Wednesday, August 15, 2007

Conor Foley stamps on Clark

Neil Clark in his piece on denying Asylum to the Iraqi translator “Quislings” used by British troops in Iraq wasn’t justifying attacks against Brit troops he was justifying the murder of Iraqi non combatants. No matter what “stance” you take - that is incitement to a crime in international law……

From Conor Foley on the “Quislings” thread:

Since Clark rests part of his incitement to murder on international law (and clearly the terms in which he has described these civilian staff as 'legitimate targets' does constitute such an incitment), it is worth explaining one point here.

There is an overwelming consensus that the invasion of Iraq was illegal. However, the notion that people 'collaborating with the occupation' are war criminals is rubbish. On the contrary, the statute of the International Criminal Court, which is largely based on the Geneva Conventions, specifically states that what Clark is advocating is a war crime. You can find the link here:

It is worth reading Article 8 on war crimes. Amongst the crimes that it lists are:
'Intentionally directing attacks against the civilian population as such or against individual civilians not taking direct part in hostilities'.

The second half of that sentence was specifically written to protect those whom Clark calls 'collaborators'. He goes on to argue against a basic principle of human rights law (enshrined in the UN Convention against Torture, the Refugee Convention and the European Convention on Human Rights) that people fleeing persecution should be denied sanctuary in Britain, so we can assume that his commitment to international law is fairly selective.

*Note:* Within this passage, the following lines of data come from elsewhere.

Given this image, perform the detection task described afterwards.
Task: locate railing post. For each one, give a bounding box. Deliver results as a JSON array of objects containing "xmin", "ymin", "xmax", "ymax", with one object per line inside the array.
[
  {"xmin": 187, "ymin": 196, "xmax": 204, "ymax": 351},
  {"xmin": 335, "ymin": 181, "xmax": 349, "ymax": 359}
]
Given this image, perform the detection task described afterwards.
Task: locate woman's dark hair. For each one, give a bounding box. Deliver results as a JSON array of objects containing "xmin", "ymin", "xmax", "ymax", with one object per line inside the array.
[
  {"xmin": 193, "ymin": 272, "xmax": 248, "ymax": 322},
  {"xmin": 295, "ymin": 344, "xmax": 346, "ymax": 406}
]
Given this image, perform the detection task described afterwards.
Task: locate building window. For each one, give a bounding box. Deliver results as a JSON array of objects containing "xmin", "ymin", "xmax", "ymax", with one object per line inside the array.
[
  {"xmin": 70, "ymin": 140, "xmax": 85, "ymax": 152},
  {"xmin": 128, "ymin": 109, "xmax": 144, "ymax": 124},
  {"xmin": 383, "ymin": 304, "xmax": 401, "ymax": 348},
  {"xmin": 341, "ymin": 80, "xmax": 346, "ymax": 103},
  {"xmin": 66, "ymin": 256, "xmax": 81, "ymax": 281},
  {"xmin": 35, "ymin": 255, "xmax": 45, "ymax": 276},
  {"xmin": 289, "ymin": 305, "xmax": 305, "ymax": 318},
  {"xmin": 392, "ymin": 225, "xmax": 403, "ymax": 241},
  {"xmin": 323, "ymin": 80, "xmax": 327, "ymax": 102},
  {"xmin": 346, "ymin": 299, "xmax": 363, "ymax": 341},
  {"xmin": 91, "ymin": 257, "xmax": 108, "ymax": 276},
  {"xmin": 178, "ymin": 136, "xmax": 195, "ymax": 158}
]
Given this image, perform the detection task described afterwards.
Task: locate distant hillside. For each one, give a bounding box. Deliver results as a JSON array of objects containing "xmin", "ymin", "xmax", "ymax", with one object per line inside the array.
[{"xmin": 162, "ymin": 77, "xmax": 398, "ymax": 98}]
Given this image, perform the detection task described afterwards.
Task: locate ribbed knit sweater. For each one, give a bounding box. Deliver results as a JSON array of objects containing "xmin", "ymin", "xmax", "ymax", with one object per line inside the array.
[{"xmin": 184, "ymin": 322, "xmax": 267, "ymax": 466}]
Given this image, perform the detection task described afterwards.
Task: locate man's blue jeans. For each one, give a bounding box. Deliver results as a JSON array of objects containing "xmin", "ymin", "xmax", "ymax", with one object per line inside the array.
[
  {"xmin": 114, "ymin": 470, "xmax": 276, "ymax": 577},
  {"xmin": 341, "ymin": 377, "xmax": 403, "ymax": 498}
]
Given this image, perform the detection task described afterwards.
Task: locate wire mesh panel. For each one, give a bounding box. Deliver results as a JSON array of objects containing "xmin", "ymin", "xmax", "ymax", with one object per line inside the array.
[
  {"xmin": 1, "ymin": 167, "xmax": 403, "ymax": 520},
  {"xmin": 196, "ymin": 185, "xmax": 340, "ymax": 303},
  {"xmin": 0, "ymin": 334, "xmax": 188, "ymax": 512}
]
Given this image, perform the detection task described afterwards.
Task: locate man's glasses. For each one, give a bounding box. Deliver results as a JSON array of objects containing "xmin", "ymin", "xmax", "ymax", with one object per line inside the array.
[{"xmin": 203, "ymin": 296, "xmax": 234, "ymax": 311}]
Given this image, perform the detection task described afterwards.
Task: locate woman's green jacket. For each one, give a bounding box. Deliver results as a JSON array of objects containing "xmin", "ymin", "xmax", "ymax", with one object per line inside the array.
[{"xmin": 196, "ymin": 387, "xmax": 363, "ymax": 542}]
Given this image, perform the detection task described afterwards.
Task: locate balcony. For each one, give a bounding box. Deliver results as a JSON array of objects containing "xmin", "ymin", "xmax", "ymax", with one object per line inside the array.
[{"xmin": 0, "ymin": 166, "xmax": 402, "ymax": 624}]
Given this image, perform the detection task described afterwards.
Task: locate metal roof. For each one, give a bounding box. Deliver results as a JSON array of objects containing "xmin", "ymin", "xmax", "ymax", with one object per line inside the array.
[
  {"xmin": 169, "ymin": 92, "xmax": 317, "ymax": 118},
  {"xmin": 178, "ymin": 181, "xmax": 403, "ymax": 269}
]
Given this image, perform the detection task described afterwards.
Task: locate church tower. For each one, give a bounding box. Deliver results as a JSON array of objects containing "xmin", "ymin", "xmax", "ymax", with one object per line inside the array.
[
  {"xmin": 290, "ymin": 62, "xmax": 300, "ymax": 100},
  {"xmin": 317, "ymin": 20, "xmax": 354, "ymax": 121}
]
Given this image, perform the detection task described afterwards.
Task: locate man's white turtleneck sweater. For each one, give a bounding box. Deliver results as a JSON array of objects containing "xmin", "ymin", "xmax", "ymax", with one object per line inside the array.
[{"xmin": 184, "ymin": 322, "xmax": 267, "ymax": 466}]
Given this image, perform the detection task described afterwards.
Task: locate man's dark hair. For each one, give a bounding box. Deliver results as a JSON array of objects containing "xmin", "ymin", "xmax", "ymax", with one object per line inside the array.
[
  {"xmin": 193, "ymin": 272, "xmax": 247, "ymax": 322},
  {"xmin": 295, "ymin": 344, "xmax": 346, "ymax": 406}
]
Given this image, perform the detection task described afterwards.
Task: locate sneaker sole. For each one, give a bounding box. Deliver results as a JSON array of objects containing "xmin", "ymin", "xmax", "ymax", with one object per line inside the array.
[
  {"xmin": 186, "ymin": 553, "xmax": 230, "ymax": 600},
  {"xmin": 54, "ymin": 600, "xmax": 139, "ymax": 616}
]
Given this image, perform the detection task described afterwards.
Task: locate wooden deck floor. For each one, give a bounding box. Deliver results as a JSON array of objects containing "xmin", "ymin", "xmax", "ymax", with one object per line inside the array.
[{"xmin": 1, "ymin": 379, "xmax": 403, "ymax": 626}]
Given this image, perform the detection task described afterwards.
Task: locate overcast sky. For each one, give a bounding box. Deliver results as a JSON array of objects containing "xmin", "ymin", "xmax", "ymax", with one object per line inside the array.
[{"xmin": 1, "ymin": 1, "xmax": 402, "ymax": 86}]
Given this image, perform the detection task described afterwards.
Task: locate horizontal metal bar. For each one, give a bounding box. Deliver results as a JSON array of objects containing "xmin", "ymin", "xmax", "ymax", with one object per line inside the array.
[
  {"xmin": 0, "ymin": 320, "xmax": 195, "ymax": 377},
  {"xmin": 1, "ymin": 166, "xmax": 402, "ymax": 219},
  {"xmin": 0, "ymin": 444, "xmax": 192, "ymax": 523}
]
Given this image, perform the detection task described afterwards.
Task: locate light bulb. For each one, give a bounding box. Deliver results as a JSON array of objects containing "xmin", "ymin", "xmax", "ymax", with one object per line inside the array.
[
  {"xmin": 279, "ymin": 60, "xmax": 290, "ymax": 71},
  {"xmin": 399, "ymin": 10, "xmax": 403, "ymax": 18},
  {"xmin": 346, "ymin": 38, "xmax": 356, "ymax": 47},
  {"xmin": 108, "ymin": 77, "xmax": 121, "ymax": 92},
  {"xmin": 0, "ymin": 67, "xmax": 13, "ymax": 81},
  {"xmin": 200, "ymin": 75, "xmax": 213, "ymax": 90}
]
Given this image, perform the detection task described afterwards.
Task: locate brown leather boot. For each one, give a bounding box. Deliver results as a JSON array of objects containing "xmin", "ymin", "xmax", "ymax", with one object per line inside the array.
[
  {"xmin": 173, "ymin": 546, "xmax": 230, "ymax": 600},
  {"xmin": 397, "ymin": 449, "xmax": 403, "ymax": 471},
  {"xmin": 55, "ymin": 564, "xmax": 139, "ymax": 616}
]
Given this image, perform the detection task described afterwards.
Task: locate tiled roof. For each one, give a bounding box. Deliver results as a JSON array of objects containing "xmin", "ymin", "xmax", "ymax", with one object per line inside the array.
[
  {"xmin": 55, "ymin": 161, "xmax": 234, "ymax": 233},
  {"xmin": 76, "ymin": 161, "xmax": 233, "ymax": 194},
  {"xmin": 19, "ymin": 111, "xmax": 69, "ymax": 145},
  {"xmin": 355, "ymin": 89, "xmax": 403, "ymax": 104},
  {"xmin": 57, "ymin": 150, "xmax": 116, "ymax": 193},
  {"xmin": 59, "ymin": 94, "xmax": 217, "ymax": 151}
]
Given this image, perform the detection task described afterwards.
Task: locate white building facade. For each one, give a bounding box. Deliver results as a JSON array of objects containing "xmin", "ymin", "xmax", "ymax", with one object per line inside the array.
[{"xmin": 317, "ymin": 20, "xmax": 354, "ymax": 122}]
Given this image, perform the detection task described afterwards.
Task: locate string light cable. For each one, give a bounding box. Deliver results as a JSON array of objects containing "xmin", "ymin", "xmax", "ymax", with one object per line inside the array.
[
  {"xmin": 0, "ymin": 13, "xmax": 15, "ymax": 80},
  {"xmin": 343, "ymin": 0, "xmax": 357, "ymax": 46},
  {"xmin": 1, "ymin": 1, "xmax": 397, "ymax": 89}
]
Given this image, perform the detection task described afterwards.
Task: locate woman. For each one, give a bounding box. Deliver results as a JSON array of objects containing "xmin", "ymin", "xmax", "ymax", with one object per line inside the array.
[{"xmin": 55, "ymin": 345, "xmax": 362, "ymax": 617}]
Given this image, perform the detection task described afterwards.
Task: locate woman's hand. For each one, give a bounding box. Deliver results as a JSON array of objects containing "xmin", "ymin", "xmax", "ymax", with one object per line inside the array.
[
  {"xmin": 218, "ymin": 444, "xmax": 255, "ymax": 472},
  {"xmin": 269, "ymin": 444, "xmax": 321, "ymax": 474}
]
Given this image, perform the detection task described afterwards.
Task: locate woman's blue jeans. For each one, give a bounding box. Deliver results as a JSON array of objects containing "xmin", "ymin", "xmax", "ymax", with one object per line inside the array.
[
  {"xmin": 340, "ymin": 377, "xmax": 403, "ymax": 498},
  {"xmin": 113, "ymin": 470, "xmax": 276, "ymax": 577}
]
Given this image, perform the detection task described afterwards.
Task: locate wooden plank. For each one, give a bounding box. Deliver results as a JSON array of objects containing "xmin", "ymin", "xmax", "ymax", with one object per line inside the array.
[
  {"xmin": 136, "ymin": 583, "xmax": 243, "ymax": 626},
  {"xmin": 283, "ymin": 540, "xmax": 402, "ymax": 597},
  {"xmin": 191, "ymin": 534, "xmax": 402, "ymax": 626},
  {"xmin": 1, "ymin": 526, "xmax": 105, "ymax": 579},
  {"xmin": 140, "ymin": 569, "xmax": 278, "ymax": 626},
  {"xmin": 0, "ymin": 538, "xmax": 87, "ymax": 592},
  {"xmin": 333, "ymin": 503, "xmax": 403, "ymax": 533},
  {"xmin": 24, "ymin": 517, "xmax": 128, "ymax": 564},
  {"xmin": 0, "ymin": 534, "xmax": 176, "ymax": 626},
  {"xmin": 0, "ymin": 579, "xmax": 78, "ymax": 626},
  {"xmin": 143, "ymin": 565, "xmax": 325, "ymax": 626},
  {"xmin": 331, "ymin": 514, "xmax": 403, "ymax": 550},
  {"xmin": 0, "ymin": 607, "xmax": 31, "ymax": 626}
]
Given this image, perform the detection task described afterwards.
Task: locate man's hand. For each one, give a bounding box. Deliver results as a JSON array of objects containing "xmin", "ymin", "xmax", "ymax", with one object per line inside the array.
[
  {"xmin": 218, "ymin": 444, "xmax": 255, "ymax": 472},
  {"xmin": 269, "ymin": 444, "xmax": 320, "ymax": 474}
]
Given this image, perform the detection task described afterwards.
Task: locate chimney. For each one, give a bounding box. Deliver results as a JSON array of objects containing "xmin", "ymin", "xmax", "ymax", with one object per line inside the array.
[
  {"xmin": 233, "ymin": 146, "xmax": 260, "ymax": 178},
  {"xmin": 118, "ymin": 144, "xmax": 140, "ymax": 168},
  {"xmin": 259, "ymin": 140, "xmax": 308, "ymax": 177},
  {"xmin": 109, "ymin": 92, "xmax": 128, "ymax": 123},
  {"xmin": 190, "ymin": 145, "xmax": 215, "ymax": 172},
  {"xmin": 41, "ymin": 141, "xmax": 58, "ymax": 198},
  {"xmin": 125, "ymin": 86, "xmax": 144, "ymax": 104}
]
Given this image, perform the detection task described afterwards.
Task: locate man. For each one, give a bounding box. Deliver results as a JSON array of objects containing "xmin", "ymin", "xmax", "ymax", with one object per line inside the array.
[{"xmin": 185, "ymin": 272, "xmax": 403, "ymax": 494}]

What is more interesting is whether or not this article, through its clear incitment to people to commit war crimes (his repeated refusal to distinguish between military combatants and civilians), would actually make Clark himself liable to criminal prosecution. The Rwanda radio case springs to mind and war crimes have universal jurisdiction. I think that the police and attorney general might want to have a word here.